Entre os mais exigentes encontram-se os europeus, Norte-americanos, canadianos, australianos e neozelandeses. Na Europa, todos se orientam pelas directrizes da União Europeia, mesmo os que não integram este organismo com por exemplo a Noruega e a Suécia.
No continente europeu os maiores consumidores são os franceses: Gastam em média 230 euros anuais per capita, valor que não inclui o consumo de jogos electrónicos ou videojogos, enquanto os norte-americanos lideram a tabela dos consumidores. Em 2017, a China exportou mais de 44 milhões de dólares e só para os Estados Unidos 22,5 mil milhões.
No entanto, o brinquedo made in China está longe de satisfazer os padrões de segurança impostos a Ocidente. Os franceses encontram-se entre os mercados mais exigentes – porventura, como maior consumidores que são entre os europeus: Em Lille, num dos mais sofisticados laboratórios de fiscalização para a segurança e certificação de brinquedos que existe no mundo, são rejeitados 1 por cada 3 brinquedos, ou seja um modelo por cada três modelos. Assim, a indústria chinesa vê rejeitada um terço da sua produção que exporta para a Europa. Daí uma factu-ração muito mais baixa nas exportações quer para o Reino Unido, Japão e França que totalizam cerca de 15 mil milhões de dólares.

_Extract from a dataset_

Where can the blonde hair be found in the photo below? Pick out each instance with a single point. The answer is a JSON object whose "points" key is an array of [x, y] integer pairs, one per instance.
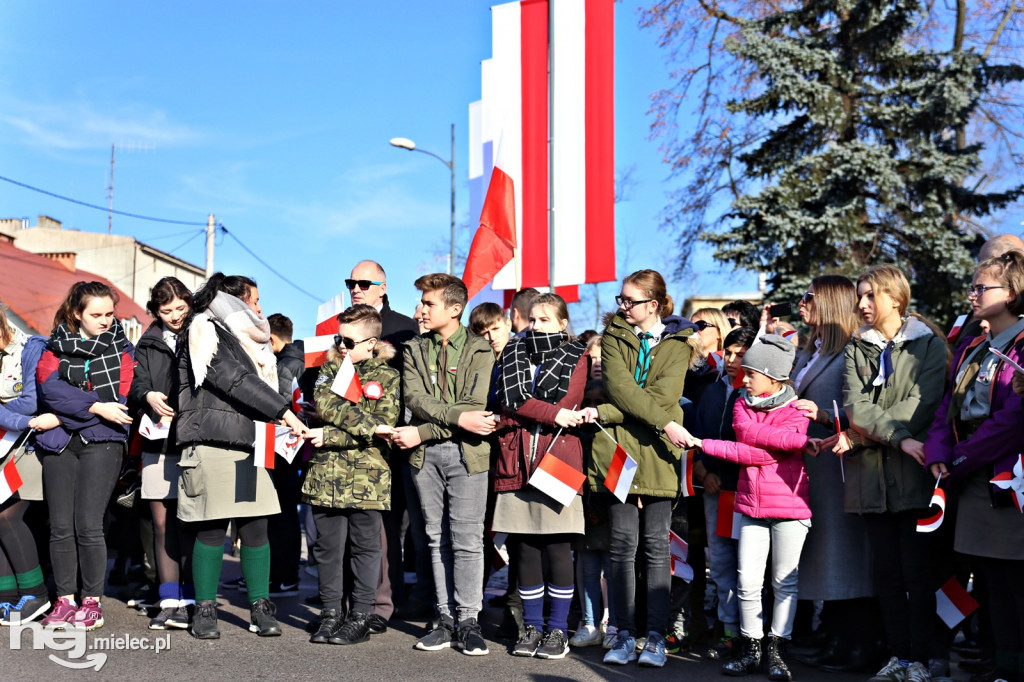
{"points": [[891, 281], [652, 285], [835, 312]]}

Mattel e Lego acreditam no crescimento do consumo chinês.
A Ocidente, os videojogos ainda são preferência dos adultos:
Só em França, a média de idade
dos jogadores é de 33 anos, sendo que 80% têm mais de 18 anos.


De qualquer modo o paradigma da produção de brinquedos está a mudar: Acredita-se que a China perca a hegemonia na próxima década:
Primeiro, por força do crescimento económico chinês que já perpetua salários mais elevados, em detrimento da indústria indiana e vietnamita que já conseguem maiores padrões de qualidade com mão-de-obra mais baixa;
Segundo, pela diminuição das vendas nos países mais ricos e ainda pelo baixo consumo do próprio mercado chinês.
E não será por acaso que a Mattel, a principal fabricante mundial de brinquedos, assinou contrato com o maior grupo de comércio electrónico da China, Alibaba, para transaccionar carrinhos Hot Wheels e as célebres bonecas Barbie, enquanto os dinamarqueses da Lego já iniciaram um programa para abrir 40 lojas nas principais cidades chinesas.
Trata-se de uma estratégia agressiva que surge após o anúncio do final da política do filho único naquele país do extremo Oriente.
Espera-se que, no final de 2019, as vendas de brinquedos na China possam ultrapassar a barreira dos 11,5 mil milhões de dólares. Mas em 2016, cada família chinesa gastou em média menos de 45 dólares em compras de brinquedos.

Os brinquedos com peças para montar são essenciais
para o desenvolvimento cognitivo das crianças.
Mas montar um avião, automóvel, barco ou castelo de grandes dimensões
são fascínio

dos adultos e prende a atenção das crianças.